Proposed demolition of decaying drug dens prompts heritage debate

A city committee voted to allow the demolition of century-and-a-half-old Lowertown buildings that are in an advanced state of decay and hotbeds of drug-fuelled “chaos.”

A neighbour welcomed the decision, which must still be approved at a full meeting of council. But the local community association called it yet another failure to protect heritage that puts the neighbourhood’s historic character at risk.

The three buildings stand in a row on St. Patrick Street, just west of Dalhousie Street. The oldest could date back as early as 1851, while the others were built in the 1870s.

City staff told council’s built heritage committee on Tuesday that all are in “very poor condition” and beyond saving. One has buckling walls and is at risk of structural collapse.

An engineering report said it “may pose a danger to the unsuspecting public if permitted to weather another winter season.”

Rats and drugs overwhelm neighbours

The buildings are owned by Brian Dagenais, who spoke to CBC this past winter to share the destruction wrought by tenants placed there through a city-sponsored housing-first program.

Janet Thompson Mar lives behind one of the buildings. She came to the committee on Tuesday to share the horrors she’s witnessed.

“There has been extreme social disorder, chaos,” she said. “There were lengthy periods of time where my neighbours and I could not use our outdoor spaces because the level of organic trash and, unfortunately, human waste and needles and syringes and pipes that filled the backyard there attracted rats, which then proliferated.”

She watched police “swarming” the site, with rifles pointing at one of the buildings, in a large drug bust last fall. She said she’s seen people injecting drugs and crawling through the trash to treat overdoses with naloxone.

“We watched in the middle of the night emergency vehicles … for people who didn’t make it,” she said.

She noted that there are no longer any “tenants,” as such, in the buildings, though people keep ripping down the boards covering the windows to get inside. She worries they will light fires to stay warm in cold weather.

A boarded up door
The buildings are now boarded up, but neighbour Janet Thompson Mar says people are still finding ways to get in. (Maxim Allain/CBC)

Leslie Collins, the city’s program manager of heritage planning, called the buildings “problematic properties” that are frequently broken into and have generated more than 75 bylaw calls.

Buildings’ decay ‘a wake-up call’

Dagenais applied to demolish the buildings, which have protection as part of Lowertown’s heritage conservation district. City staff support his application, and Thompson Mar said she’s “very grateful.”

But Josiah Frith of the Lowertown Community Association said the three buildings are among the oldest in the district and called their demolition a “huge loss” for the city.

“Those of us living in Lowertown see these losses as the result of relentless pressure by some property owners and developers to demolish Lowertown’s built heritage for profit. Year after year we are experiencing a steady erosion of the historic character of our neighbourhood,” he said. 

“The demolition of these three heritage buildings should be a wake-up call.”

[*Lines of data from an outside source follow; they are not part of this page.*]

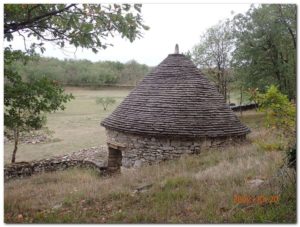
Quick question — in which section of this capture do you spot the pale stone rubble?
[106,129,244,168]
[4,146,107,181]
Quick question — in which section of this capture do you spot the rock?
[247,179,264,188]
[18,214,23,221]
[4,146,107,181]
[52,203,62,210]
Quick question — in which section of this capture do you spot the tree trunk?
[11,129,19,163]
[240,87,243,116]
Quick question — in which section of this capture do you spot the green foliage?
[96,97,116,110]
[4,48,73,162]
[4,4,149,53]
[258,85,296,135]
[191,21,233,100]
[232,4,297,99]
[14,57,150,87]
[287,143,297,170]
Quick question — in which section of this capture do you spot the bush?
[96,97,116,111]
[257,85,296,136]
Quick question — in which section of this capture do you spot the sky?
[10,3,250,66]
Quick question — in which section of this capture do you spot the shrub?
[96,97,116,111]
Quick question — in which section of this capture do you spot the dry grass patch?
[4,110,296,223]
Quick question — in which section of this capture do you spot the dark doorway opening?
[107,147,122,172]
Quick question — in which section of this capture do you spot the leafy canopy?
[96,97,116,110]
[4,49,73,131]
[4,4,149,53]
[256,85,296,135]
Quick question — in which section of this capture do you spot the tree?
[191,21,233,101]
[232,4,297,99]
[257,85,296,137]
[4,49,73,163]
[4,4,148,53]
[96,97,116,111]
[4,4,148,162]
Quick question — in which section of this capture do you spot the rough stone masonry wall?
[106,129,245,167]
[4,147,108,181]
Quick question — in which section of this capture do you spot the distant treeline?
[16,57,151,86]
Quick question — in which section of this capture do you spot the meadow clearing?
[4,87,130,163]
[4,88,296,223]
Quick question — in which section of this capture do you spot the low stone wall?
[4,147,108,181]
[106,129,245,167]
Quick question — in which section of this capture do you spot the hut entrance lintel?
[107,143,125,172]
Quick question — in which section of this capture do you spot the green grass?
[4,89,296,223]
[4,88,130,163]
[4,116,296,223]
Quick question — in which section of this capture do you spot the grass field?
[4,88,130,163]
[4,88,296,223]
[4,88,246,163]
[4,111,296,223]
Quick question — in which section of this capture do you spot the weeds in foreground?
[4,112,296,223]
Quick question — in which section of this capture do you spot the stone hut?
[101,47,250,170]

While he didn’t contest the engineering report, he blamed the decay on a “do-nothing approach” and “woefully inadequate” interventions by the city.

Frith asked the city to impose stringent requirements for any new buildings replacing those now occupying the site. He said they should be replicas, or at least copy the historic facades.

Building
The building to the left, at 227-229 St. Patrick St., is structurally unsound and at risk of collapse, according to an engineering report. (Maxim Allain/CBC)

“The city’s response should make it clear that there must be consequences for demolition by neglect,” he said.

Councillors put condition on new builds

A motion from Rideau-Vanier Coun. Stéphanie Plante, who represents the area, took a step in that direction. 

It asked staff to consider “the historic architectural expression of the existing buildings and contribution they make to the streetscape” in any further application for new construction.

The committee passed Plante’s motion and then voted to recommend council approve the demolition.

Somerset Coun. Ariel Troster noted that the demise of the St. Patrick Street buildings is hardly an isolated case. She said her west downtown ward has similarly “egregious” examples of heritage properties demolished by neglect.

“It’s a real blight on the downtown core, and it really contravenes our heritage policies,” she said. “So we have to figure out how to do better with this, because to end up in this place is so unfortunate.

“I don’t think anyone’s disputing that these properties need to come down now,” Troster added. “But they didn’t have to come down a few years ago, and they didn’t just fall apart on their own.”